Toni Morrison’s Home, that is.

What a wonderful novel, piercing and true and powerful, as we long ago learned to expect from Morrison. This book grabs hold fiercely from the first page. What is this italicized framing device? Who’s speaking? And when? It’s all in the past tense but strikingly immediate, a young brother protecting an even younger sister from the horrifying sight of a black man being buried covertly. But it’s being addressed to someone in the present tense, someone “set on telling my story” . . . someone who needs to know that the man who was once that young boy “forgot about the burial [only remembering] the horses” that he and his sister had snuck into a field to see.

Three pages in, and we’re gripped, completely in the thrall of a storyteller. Whoever is “set on telling [this] story,” though, balances carefully between entertaining us and instructing us. Thus moving forward through the pages, irresistible though it is, requires fortitude and sometimes demands painful pauses as we reconcile ourselves to the continuing damages of systemic racism as well as the damages of war. The young boy of the opening pages has grown up, accepted the hopelessness of his small Georgia town and, with his best friends from childhood, enlisted in the Korean War. Broken by their violent deaths, by the horrors he has seen and perpetrated in that military action, he struggles with what we now call Post Traumatic Stress Disorder.

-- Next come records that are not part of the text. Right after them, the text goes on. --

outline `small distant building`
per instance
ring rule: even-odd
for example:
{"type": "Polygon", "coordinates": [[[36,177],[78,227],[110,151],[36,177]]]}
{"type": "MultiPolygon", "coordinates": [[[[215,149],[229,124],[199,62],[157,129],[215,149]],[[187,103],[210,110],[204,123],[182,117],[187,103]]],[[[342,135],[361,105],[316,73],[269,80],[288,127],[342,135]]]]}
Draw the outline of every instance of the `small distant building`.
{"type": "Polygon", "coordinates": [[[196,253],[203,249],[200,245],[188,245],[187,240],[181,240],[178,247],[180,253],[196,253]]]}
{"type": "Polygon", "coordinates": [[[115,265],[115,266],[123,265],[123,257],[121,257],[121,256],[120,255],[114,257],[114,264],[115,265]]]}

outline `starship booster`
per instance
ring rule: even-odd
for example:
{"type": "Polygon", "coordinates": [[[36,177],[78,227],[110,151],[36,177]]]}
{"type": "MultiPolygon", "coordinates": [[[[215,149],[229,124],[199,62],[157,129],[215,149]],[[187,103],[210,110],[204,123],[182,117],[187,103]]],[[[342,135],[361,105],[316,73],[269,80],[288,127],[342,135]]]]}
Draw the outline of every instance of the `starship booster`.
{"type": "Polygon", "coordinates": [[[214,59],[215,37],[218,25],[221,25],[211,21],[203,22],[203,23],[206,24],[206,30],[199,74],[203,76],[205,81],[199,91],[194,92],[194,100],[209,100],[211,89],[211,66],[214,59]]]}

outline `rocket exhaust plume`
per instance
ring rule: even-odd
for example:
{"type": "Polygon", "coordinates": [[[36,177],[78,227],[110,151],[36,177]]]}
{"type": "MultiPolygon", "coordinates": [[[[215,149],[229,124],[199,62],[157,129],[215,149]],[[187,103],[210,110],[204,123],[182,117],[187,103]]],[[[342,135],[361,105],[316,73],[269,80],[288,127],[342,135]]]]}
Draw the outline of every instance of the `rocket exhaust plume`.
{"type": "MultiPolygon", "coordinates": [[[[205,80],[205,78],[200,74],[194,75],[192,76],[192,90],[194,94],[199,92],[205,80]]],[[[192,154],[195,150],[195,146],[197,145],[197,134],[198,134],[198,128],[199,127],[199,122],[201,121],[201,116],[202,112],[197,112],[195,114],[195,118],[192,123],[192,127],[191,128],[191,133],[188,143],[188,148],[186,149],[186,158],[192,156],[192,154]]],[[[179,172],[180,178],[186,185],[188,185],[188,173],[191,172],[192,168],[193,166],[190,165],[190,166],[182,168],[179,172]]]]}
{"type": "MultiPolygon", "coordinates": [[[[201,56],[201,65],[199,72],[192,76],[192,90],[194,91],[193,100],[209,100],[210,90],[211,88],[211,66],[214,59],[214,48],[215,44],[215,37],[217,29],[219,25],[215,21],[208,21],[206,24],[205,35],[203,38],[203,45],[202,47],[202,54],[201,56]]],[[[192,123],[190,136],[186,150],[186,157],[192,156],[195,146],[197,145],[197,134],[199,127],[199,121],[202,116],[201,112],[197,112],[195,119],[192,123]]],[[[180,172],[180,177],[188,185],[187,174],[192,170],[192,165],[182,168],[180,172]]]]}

That term, although applicable enough to what Frank Money has experienced, doesn’t go far enough. The traumas he has witnessed began so much earlier in his life than any military trauma, as  the opening pages testify. And as the opening pages also suggest, there are important gaps in his memory. These gaps will be filled in  as Frank makes his way across the country to rescue his younger sister from an abusive situation involving domestic service. Carrying her home, nursing her  together with the community, he uncovers some ugly truths that had been long repressed. But he also discovers and quietly learns to celebrate the strengths, joys, and resiliences of his people. He learns that the word “home” does have a meaning, for him personally, that is not only ironic but also redemptively powerful.

Back in 2010, I wrote aboutreading Morrison’s A Mercy, and I noted that I once saw an interview featuring Morrison. In it, she said something to the effect that if you are going to confront your readers with difficult truths, you need to give them some compensation for that confrontation — the aesthetic delivery should provide some kind of payoff, reward, redemption even, for the ugliness of the narrative events. I’m paraphrasing crudely, but I think I’m capturing the spirit of what she said. 

The paraphrase applies as much to Home as it did to Mercy. This is not a book written solely for your reading pleasure. It contains difficult truths, not only about a particular period in history, but also about the ugliness that is part of humanity. At the same time, though, it offers recompense in language, imagery, and in structure — dazzling recompense. Indeed, I’m still pondering, weeks after finishing the novel, a relationship between narrator and purported writer (the fictitious writer barely visible within the text, that is) that is intriguing and intimate and somehow disturbing in its difference from any narrative perspective I can remember reading. Particularly because of the level of honesty involved with the novel’s most powerful featuring of that relationshop, Chapter Fourteen.

As usual, I’m keen to share impressions of the novel. Have you read it? If so, let me know what you thought; if not, I highly recommend it. This is one I’m happy to have in hardcover, knowing that I’ll return to it for several rereadings through the years.